65. En application des dispositions précitées, il y a lieu de mettre à la charge solidaire du CHI André Grégoire et du CHI Compiègne-Noyon le versement à la CPAM du Puy-de-Dôme la somme de 1 162 euros au titre de l’indemnité forfaitaire de gestion.
Sur les frais exposés et non compris dans les dépens :
66. Il y a lieu, dans les circonstances de l’espèce, de mettre à la charge solidaire du CHI André Grégoire et du CHI Compiègne-Noyon une somme de 1 500 euros au titre des frais exposés par M. A et non compris dans les dépens. Il n’y a pas lieu de faire droit aux demandes sur le fondement de l’article L. 761-1 du code de justice administrative du CHI André Grégoire et de la CPAM du Puy-de-Dôme.
D É C I D E :
Article 1 er : Le CHI André Grégoire est condamné à verser à M. A la somme de 11 817,47 euros en réparation des préjudices subis en lien avec la prise en charge fautive de sa péritonite.
Article 2 : Le CHI André Grégoire et le CHI Compiègne-Noyon sont condamnés solidairement à payer à M. A la somme de 70 027,34 euros en réparation des préjudices subis en lien avec l’intoxication au Flagyl.
Article 3 : Le CHI André Grégoire est condamné à verser à la CPAM du Puy-de-Dôme, en remboursement de ses débours en lien avec la prise en charge fautive de la péritonite de M. A, la somme de 4 766,46 euros avec intérêts au taux légal à compter du 6 janvier 2023. Les intérêts échus à la date du 6 janvier 2024 puis à chaque échéance annuelle à compter de cette date seront capitalisés à chacune de ces dates pour produire eux-mêmes intérêts.

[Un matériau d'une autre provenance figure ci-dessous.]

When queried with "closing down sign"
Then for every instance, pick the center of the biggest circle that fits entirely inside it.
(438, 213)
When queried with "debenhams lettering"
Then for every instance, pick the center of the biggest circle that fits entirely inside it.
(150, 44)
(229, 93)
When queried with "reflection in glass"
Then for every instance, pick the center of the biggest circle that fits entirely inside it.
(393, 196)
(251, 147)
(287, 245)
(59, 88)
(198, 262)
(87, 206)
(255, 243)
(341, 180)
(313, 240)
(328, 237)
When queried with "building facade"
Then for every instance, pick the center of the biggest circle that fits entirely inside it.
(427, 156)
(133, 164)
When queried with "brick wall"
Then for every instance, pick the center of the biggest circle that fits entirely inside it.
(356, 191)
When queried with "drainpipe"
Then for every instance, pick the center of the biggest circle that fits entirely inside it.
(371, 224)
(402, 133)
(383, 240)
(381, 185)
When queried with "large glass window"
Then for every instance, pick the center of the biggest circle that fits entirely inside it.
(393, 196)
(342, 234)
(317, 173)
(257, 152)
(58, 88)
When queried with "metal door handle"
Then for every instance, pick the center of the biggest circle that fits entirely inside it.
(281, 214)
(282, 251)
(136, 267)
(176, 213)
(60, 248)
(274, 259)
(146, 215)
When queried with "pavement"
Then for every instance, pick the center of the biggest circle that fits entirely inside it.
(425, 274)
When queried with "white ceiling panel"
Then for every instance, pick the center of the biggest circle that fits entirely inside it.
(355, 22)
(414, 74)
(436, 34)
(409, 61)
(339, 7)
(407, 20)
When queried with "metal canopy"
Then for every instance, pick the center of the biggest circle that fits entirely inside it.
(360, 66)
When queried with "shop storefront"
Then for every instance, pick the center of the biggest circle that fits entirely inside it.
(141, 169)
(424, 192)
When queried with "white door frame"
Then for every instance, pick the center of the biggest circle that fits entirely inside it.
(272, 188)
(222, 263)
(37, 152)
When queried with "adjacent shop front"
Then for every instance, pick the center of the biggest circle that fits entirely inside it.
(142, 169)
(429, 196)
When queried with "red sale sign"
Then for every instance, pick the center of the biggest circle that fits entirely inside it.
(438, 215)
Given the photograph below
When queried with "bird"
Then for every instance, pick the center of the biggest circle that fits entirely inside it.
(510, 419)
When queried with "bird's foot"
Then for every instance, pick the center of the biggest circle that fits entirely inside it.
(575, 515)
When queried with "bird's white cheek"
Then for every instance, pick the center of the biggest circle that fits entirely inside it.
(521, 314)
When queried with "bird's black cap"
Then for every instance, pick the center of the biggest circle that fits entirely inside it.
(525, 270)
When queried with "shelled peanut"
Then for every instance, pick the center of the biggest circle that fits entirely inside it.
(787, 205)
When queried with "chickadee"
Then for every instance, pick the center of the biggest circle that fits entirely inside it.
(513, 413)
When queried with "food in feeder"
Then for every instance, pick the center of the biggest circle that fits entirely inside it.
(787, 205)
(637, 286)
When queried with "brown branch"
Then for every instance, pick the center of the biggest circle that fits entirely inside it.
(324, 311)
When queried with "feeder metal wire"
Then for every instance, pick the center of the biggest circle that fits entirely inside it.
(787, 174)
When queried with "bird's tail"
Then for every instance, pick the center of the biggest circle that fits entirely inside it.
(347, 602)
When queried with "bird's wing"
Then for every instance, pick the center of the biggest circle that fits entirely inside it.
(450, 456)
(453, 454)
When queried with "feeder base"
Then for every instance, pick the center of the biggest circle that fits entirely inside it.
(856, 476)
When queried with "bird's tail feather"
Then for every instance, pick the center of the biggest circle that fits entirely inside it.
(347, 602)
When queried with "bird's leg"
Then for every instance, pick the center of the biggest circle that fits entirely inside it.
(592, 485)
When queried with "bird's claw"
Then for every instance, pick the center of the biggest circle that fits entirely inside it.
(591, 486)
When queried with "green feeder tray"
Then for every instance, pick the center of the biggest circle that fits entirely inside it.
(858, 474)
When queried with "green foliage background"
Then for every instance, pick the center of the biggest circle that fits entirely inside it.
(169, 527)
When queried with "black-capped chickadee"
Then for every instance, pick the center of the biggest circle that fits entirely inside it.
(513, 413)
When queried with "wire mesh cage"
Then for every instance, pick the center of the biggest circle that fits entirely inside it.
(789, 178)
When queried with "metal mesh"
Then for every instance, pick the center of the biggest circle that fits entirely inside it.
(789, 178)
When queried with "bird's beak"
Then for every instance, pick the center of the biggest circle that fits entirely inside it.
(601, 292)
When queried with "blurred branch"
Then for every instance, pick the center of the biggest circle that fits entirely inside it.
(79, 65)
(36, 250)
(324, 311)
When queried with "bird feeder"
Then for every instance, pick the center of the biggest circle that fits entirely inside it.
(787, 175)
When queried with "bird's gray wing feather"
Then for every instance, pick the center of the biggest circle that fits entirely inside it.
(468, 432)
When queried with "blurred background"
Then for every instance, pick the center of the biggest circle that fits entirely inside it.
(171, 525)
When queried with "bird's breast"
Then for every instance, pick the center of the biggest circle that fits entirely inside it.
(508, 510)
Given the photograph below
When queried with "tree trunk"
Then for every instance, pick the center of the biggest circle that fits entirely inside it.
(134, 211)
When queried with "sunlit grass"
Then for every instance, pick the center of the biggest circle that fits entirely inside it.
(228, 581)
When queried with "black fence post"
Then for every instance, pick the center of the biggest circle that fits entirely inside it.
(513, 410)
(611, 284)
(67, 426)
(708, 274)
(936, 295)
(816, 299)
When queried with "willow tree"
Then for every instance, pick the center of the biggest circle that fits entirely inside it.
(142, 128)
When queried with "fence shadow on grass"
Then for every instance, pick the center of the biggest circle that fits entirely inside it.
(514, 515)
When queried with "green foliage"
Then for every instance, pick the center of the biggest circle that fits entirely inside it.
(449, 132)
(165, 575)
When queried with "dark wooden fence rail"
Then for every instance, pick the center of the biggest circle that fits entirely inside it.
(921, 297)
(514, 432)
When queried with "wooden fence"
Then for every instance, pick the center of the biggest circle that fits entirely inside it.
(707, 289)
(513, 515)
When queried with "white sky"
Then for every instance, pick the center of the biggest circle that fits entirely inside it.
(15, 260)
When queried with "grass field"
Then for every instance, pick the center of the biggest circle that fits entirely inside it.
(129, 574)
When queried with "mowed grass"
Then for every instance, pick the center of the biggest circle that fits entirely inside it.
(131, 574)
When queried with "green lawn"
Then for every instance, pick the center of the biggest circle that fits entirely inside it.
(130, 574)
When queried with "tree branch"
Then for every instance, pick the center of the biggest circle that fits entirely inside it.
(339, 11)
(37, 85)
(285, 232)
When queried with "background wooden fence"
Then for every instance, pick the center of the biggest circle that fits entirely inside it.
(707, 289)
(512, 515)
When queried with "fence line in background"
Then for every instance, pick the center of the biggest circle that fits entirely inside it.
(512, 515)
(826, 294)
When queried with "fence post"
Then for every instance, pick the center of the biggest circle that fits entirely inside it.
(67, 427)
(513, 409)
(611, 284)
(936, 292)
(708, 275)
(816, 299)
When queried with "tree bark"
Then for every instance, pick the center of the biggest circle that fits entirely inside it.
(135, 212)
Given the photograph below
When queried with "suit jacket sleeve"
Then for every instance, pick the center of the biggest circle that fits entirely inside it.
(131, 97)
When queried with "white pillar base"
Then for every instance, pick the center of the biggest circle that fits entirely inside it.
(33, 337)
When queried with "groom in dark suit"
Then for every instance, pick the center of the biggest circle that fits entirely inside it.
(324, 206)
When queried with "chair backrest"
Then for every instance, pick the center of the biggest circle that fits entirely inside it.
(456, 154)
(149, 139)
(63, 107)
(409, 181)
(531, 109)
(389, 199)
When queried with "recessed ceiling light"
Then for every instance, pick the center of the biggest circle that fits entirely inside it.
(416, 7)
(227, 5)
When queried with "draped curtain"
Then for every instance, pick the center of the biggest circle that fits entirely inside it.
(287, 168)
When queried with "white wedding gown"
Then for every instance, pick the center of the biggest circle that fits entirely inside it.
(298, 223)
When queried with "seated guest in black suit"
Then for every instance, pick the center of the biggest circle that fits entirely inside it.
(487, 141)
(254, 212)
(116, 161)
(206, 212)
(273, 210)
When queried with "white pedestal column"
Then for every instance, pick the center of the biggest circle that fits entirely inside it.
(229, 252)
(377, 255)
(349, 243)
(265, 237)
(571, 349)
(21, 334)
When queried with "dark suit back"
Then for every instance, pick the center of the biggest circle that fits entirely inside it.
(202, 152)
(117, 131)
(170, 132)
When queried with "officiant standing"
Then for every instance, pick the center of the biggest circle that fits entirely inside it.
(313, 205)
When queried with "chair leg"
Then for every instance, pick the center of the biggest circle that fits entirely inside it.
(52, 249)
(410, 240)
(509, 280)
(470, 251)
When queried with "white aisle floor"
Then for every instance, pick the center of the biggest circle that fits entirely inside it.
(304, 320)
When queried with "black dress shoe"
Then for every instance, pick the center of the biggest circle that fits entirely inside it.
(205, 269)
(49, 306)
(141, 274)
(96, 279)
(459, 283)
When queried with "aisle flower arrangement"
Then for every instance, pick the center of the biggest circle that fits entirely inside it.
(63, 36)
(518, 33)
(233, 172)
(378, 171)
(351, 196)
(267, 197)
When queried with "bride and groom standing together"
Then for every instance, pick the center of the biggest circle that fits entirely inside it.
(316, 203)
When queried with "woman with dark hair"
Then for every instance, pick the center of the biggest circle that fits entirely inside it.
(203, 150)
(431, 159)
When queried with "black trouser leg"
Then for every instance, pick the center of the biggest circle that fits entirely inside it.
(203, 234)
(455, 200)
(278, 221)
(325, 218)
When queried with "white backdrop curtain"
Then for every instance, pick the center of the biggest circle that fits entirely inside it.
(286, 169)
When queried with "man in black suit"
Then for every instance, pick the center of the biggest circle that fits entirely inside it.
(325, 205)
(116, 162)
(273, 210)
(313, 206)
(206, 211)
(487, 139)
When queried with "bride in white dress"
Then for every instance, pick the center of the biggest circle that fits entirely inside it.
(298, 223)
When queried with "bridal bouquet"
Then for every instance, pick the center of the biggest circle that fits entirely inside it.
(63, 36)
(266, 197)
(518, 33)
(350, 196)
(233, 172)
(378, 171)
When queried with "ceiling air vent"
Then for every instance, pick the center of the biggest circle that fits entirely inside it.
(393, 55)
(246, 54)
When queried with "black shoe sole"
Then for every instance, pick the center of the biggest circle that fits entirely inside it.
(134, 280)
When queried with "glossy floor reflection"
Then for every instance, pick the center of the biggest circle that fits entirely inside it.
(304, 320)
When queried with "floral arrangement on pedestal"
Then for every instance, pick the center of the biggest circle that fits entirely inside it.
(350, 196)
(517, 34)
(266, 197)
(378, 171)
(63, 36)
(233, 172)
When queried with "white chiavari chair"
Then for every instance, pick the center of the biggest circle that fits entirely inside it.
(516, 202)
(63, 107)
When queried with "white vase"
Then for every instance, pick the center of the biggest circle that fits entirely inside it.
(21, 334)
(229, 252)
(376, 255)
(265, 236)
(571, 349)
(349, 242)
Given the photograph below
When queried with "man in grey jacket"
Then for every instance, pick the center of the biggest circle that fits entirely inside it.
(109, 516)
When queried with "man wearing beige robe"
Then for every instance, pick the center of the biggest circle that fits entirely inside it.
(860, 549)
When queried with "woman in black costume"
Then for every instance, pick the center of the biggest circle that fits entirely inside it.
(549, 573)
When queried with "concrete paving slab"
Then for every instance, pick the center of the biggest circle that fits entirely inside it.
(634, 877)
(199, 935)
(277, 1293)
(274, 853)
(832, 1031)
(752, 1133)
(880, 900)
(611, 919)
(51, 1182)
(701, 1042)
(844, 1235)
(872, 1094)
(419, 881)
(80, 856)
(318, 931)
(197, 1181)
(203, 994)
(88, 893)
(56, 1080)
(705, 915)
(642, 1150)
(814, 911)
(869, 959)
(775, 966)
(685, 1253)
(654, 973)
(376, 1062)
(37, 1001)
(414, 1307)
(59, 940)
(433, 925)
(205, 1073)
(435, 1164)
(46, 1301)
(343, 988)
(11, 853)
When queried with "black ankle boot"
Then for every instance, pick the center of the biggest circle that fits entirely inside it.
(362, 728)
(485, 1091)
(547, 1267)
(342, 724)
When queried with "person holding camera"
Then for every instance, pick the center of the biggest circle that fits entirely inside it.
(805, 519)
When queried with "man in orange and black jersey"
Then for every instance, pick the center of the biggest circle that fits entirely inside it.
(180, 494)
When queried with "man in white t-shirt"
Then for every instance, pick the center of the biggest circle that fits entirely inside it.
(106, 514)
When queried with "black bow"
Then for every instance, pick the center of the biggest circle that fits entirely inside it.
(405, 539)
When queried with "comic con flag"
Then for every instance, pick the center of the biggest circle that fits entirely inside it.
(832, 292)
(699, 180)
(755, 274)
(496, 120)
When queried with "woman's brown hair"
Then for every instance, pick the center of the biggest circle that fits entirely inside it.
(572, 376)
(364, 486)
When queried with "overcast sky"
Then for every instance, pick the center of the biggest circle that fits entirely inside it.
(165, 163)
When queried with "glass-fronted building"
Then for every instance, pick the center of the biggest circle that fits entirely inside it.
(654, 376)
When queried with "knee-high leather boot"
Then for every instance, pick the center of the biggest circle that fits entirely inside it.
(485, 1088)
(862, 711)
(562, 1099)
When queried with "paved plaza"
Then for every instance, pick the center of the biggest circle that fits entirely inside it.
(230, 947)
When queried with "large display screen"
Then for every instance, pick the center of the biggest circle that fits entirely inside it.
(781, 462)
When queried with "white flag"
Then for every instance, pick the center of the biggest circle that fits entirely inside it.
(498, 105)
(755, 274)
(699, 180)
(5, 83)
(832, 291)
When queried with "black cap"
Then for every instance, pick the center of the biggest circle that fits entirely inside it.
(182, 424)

Article 4 : Le CHI André Grégoire et le CHI Compiègne-Noyon sont condamnés solidairement à verser à la CPAM du Puy-de-Dôme, en remboursement de ses débours liés à l’intoxication au Flagyl, la somme de 7 295,28 euros avec intérêts au taux légal à compter du 6 janvier 2023. Les intérêts échus à la date du 6 janvier 2024 puis à chaque échéance annuelle à compter de cette date seront capitalisés à chacune de ces dates pour produire eux-mêmes intérêts
Article 5 : Le CHI André Grégoire et le CHI Compiègne-Noyon sont condamnés solidairement à verser à la CPAM du Puy-de-Dôme la somme de 1 162 euros au titre de l’indemnité prévue à l’article L. 376-1 du code de la sécurité sociale.
Article 6 : Le CHI André Grégoire et le CHI Compiègne-Noyon verseront solidairement une somme de 1 500 euros à M. A au titre des dispositions de l’article L. 761-1 du code de justice administrative.
Article 7 : Le surplus des conclusions des parties est rejeté.
Article 8 : Le présent jugement sera notifié à M. B A, au centre hospitalier intercommunal André Grégoire de Montreuil, au centre hospitalier intercommunal Compiègne-Noyon et à la caisse primaire d’assurance maladie du Puy-de-Dôme.
Délibéré après l’audience du 19 octobre 2023, à laquelle siégeaient :
M. Boutou, président,
M. Binand, président assesseur,
M. Menet, premier conseiller.
Rendu public par mise à disposition le 16 novembre 2023.
Le rapporteur,
Signé
M. Menet
Le président,
Signé
B. Boutou La greffière,
Signé
A. Ribière
La République mande et ordonne au ministre de la santé et de la prévention en ce qui le concerne ou à tous commissaires de justice à ce requis en ce qui concerne les voies de droit commun contre les parties privées, de pourvoir à l’exécution de la présente décision.